Shanghai Spring offering a world of music
A best-selling dance adaptation of a classic Chinese spy movie, boys’ and girls’ choirs from Europe and a percussion show about Chinese legendary female general Mulan are among the highlights of this year’s Shanghai Spring International Music Festival. They’ll join a packed program that will also feature jazz, symphonies, musicals, Chinese opera and more.
“It’s very important for us to curate a show that will highlight the legacy of our music traditions, the latest best international voices, as well as stage new work and talent from the city,” according to You Cun, deputy director of the organizing committee, who said that 30 to 40 percent of the stage for new work and talent is a festival tradition.
Shanghai Spring, which started in 1959, has been seeking more variety and cross-genre and cross-cultural collaborations, as well as reinterpretations of the classics. Thirty-seven shows, including concerts, dances, musicals and children’s shows, are to be presented between April 8 and 28 at various venues across the city. They will be accompanied by other events including a musical forum, an art open week at five local universities and a number of smaller themed festivals.
Two European choirs will be in town — and Lumina Coeli Girls’ Choir from France carries on a training tradition that dates back to the seventh century church choirs.
A local highlight in Innsbruck, the boys’ choir was founded as “Singing Boys of Wilten” and re-established in 1946 after the disruption of World War II. The youngest of the 190 members are just 6 years old.
With more than 25 studio and live recordings and major tours since the 1980s, the choir has a repertoire that includes early church music from the Renaissance to Romanticism eras, yodels and folk songs from the Alpine region, and opera and choral symphonies.
Lumina Coeli, the Autun Cathedral girls’ choir, trains members as early as the age of 3, carrying on a musical legacy and traditions from centuries past. During their tour in China, the choir will bring both classics from the 17th and 19th centuries, as well as ancient folk songs from France, Spain, Germany and Norway.
A young man set up a secret station sending telegraph messages containing key intelligence during the Japanese invasion in 1930s Shanghai. His “comrade” wife, who covered for him, was arrested but escaped with him. They fell in love and married in real life. They would continue sending messages for 12 years, until the husband was killed just before Shanghai was liberated in 1949.
The true story of Li Bai and his wife was made into “The Unfailing Radio Wave” in 1958. The movie, as well as countless adaptations on TV and movie screens, has acquainted generations of Chinese audiences with the story.
Shanghai Dance Theater, which has been exploring and experimenting new possibilities in recent years, reinterpreted the story as a thrilling dance drama featuring the theater’s lead dancers.
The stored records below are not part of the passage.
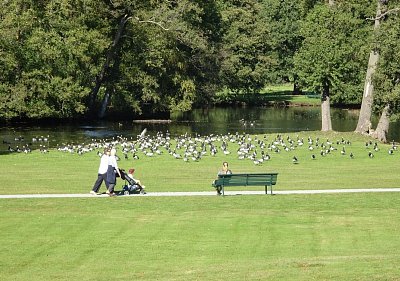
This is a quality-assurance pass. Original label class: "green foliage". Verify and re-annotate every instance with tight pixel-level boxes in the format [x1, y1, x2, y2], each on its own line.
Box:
[373, 1, 400, 117]
[293, 1, 372, 104]
[104, 0, 223, 115]
[0, 0, 109, 119]
[219, 0, 275, 93]
[0, 0, 400, 120]
[262, 0, 304, 83]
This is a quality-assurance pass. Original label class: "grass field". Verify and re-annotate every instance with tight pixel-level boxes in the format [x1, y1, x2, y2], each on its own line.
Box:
[1, 194, 400, 281]
[0, 131, 398, 194]
[214, 84, 321, 106]
[1, 131, 400, 280]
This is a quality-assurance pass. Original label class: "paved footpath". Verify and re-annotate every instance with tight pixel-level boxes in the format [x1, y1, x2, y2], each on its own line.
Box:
[1, 188, 400, 199]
The work received critical acclaim and was a hit with audiences when it premiered in December and will be a highlight of the Shanghai Spring festival.
The dance drama picks the most dramatic and visually-spooky sections and characters from the original movie and choreographs the thrills in delicately detailed sets featuring 1930s shikumen, qipao tailors, lanes, and other distinct features of the city.
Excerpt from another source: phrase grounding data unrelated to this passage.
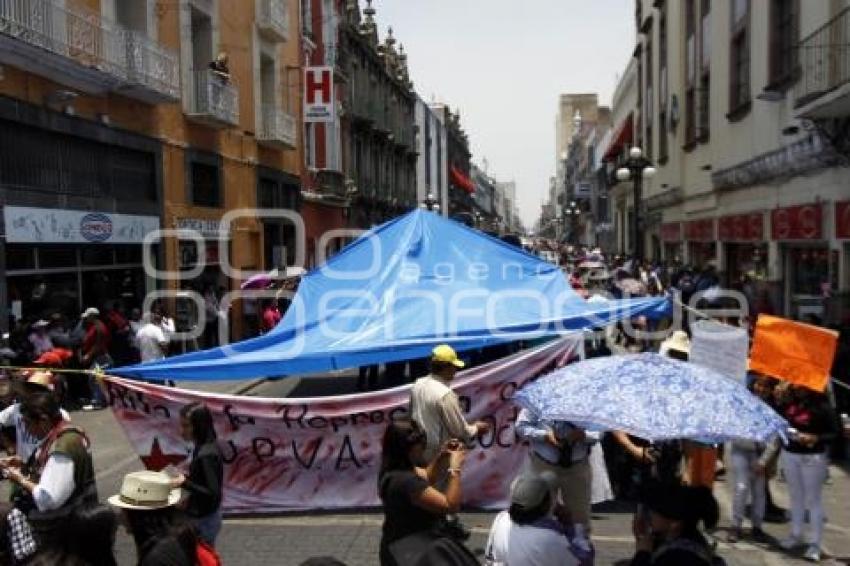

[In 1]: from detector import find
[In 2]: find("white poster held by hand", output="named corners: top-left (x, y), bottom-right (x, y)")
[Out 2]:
top-left (690, 320), bottom-right (749, 383)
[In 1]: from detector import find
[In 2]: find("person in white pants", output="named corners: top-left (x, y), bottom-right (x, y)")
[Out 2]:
top-left (727, 437), bottom-right (779, 543)
top-left (777, 385), bottom-right (837, 563)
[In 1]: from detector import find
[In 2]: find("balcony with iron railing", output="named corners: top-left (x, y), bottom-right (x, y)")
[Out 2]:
top-left (0, 0), bottom-right (180, 104)
top-left (258, 104), bottom-right (297, 148)
top-left (0, 0), bottom-right (127, 93)
top-left (795, 7), bottom-right (850, 118)
top-left (187, 69), bottom-right (239, 128)
top-left (316, 168), bottom-right (348, 201)
top-left (257, 0), bottom-right (288, 42)
top-left (121, 30), bottom-right (180, 103)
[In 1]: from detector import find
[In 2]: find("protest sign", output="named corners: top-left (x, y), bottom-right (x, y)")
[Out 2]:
top-left (690, 320), bottom-right (749, 383)
top-left (749, 315), bottom-right (838, 392)
top-left (104, 336), bottom-right (582, 514)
The directors, both in their 30s, also manage to bring contemporary aesthetics and relevance to the story, rediscovering weak moments, struggles and authentic emotional connections while retaining the heroic highlights from the original story.
Another Chinese reinterpretation of the classics comes from the Ju Percussion Group, founded by percussionist TzongChing Ju in 1986. Members of the ensemble play a wide range of percussion instruments from jazz drums to Chinese gongs.
The group will present “Mulan,” one of its recent successful experiments that combines beats with Chinese opera to tell the story of the legendary female general Hua Mulan, who disguised herself as a male soldier to take her father’s place and quickly rose to lead the entire army.
Chinese bass drums, bowls, pots, marimba and many other typical and more innovative percussion instruments are used throughout the show to highlight the emotional turning points of the legendary heroine.